Is there a $\nabla^3 f(x)$?

In multivariable calculus we have so far seen the gradient, and the hessian,

So it is natural to ask whether if $\nabla^3 f(x)$ exists

Can anyone let me know what comes after the hessian?
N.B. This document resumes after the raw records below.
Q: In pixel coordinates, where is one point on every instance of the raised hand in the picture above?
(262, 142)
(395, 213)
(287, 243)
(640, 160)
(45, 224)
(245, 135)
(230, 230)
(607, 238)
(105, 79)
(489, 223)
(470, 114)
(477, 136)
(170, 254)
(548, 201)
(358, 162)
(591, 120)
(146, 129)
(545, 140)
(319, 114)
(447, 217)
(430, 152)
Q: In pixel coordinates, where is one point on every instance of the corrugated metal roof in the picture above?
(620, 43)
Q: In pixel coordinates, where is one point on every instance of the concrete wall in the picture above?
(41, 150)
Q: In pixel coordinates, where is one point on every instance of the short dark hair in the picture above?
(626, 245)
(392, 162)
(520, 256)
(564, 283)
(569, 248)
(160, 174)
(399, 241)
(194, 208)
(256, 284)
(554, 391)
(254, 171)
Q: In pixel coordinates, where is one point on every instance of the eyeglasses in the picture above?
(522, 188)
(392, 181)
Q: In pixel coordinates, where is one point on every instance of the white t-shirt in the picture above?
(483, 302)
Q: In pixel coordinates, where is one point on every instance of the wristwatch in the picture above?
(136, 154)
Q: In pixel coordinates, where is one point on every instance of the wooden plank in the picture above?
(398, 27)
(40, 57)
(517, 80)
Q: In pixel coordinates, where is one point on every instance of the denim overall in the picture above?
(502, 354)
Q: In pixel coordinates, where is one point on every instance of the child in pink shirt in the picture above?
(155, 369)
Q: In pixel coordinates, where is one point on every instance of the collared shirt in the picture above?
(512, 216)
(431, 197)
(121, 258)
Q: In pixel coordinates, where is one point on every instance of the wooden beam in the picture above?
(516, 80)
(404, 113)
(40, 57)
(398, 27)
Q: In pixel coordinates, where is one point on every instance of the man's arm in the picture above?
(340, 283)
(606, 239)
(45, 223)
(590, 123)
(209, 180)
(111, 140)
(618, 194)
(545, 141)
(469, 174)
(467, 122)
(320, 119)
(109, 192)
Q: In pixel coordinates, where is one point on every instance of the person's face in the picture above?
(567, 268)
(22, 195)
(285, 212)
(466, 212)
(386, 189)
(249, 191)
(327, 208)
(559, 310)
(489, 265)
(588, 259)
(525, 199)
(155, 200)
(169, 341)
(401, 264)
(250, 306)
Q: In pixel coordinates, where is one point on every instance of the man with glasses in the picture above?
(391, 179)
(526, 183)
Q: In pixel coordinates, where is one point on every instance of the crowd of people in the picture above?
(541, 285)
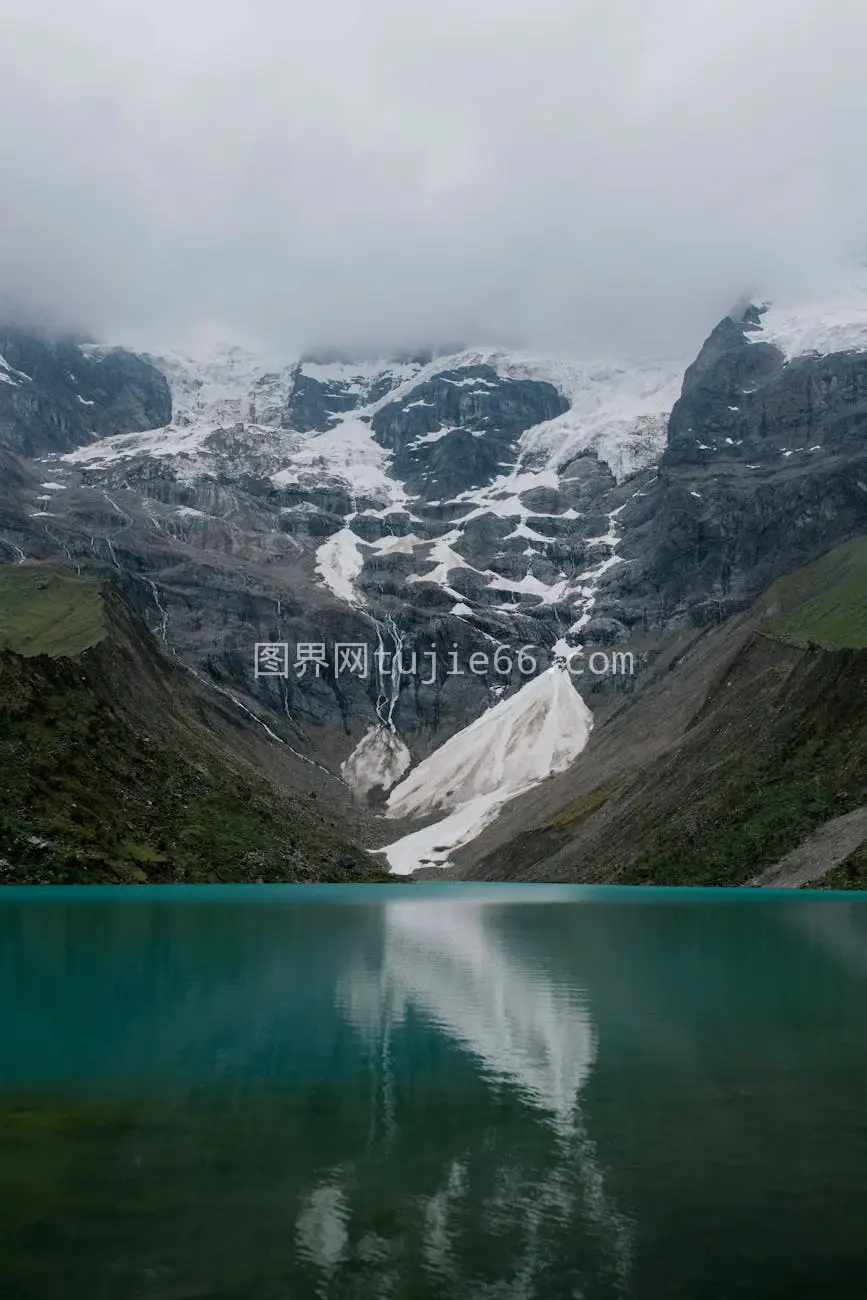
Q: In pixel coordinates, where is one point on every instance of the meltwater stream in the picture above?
(432, 1091)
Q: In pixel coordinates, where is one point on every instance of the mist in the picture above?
(585, 178)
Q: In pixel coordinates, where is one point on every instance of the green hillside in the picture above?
(824, 603)
(47, 611)
(116, 766)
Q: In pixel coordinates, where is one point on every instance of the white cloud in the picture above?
(573, 174)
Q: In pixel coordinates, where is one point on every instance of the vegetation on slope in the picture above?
(776, 749)
(826, 603)
(116, 767)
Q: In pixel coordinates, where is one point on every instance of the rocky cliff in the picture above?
(434, 508)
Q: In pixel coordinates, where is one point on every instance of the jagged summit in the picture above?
(454, 501)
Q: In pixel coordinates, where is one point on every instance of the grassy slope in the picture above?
(115, 766)
(48, 611)
(826, 603)
(777, 749)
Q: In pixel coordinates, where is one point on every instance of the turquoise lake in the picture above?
(432, 1091)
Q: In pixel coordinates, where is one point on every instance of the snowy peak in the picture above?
(833, 321)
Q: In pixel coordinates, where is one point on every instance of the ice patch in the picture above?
(339, 562)
(835, 321)
(519, 742)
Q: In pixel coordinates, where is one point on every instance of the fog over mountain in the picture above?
(560, 174)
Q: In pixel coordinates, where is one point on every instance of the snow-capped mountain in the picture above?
(432, 508)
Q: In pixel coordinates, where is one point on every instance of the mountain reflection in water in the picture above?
(432, 1092)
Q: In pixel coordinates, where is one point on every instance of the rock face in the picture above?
(118, 766)
(56, 394)
(432, 507)
(764, 468)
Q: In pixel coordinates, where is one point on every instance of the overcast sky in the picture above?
(598, 178)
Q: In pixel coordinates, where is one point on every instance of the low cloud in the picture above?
(564, 176)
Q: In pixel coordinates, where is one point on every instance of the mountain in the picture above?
(117, 766)
(443, 510)
(720, 770)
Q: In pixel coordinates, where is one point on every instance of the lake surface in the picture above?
(432, 1091)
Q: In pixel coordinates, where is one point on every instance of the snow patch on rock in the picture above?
(538, 731)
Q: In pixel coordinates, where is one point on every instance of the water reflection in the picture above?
(456, 969)
(420, 1096)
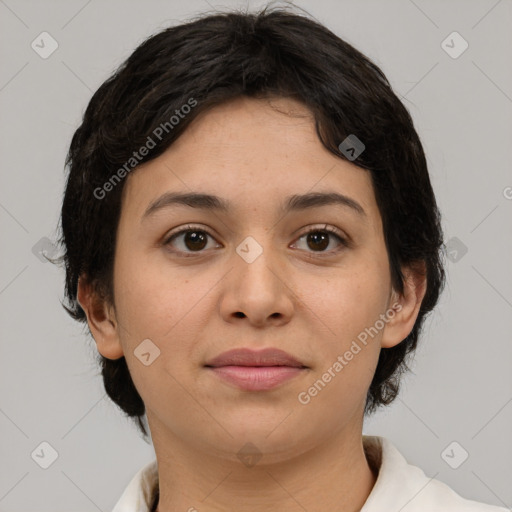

Consider a ($k$ times) differentiable function $f: \Bbb R^n \to \Bbb R$. The derivative of this function $Df(\mathbf x)$ is also called the gradient and is given by $$Df(\mathbf x) = \pmatrix{\partial_1 f(\mathbf x) & \cdots & \partial_n f(\mathbf x)}$$

This is an $n\times 1$ row matrix. However, once you fix the vector $\mathbf x\in \Bbb R^n$, $Df(\mathbf x)$ can also be considered a function from $\Bbb R^n\to \Bbb R$. In particular it is the linear function $$Df(\mathbf x)(\mathbf h) = \pmatrix{\partial_1 f(\mathbf x) & \cdots & \partial_n f(\mathbf x)}\pmatrix{h_1 \\ \vdots \\ h_n} = \sum_{i=1}^n h_i\partial_i f(\mathbf x)$$

What about the second derivative? Well if $Df(\mathbf x)$ is a function from $\Bbb R^n\to \Bbb R$, then we could just call this function $g$ and take the derivative of it. We know that once we fix a vector $\mathbf y$, the derivative of $g$ is given by $Dg(\mathbf y)(\mathbf h) = \sum_{i=1}^n h_i\partial_i g(\mathbf y)$. Then plugging back in $Df(\mathbf x) = g$, we get $$Dg(\mathbf y)(\mathbf h) = D^2f(\mathbf x)(\mathbf y)(\mathbf h) = \sum_{i=1}^n h_i\partial_i\sum_{j=1}^n y_j\partial_j f(\mathbf x) \stackrel{(*)}= \sum_{i=1}^n\sum_{j=1}^n h_iy_j\partial_i\partial_j f(\mathbf x)$$

where $(*)$ is possible because $\mathbf y$ was fixed. In matrix notation notice that this is just $$D^2 f(\mathbf x)(\mathbf y)(\mathbf h) = \pmatrix{h_1 & \cdots & h_n}\pmatrix{\partial_1\partial_1 f(\mathbf x) & \cdots & \partial_1\partial_n f(\mathbf x) \\ \partial_2\partial_1 f(\mathbf x) & \cdots & \partial_2\partial_n f(\mathbf x) \\ \vdots & \ddots & \vdots \\ \partial_n\partial_1 f(\mathbf x) & \cdots & \partial_n\partial_n f(\mathbf x)}\pmatrix{y_1 \\ y_2 \\ \vdots \\ y_n} = \mathbf h^T[Hf(\mathbf x)]\mathbf y$$ where $Hf(\mathbf x)$ is the Hessian matrix of $f$ at $\mathbf x$.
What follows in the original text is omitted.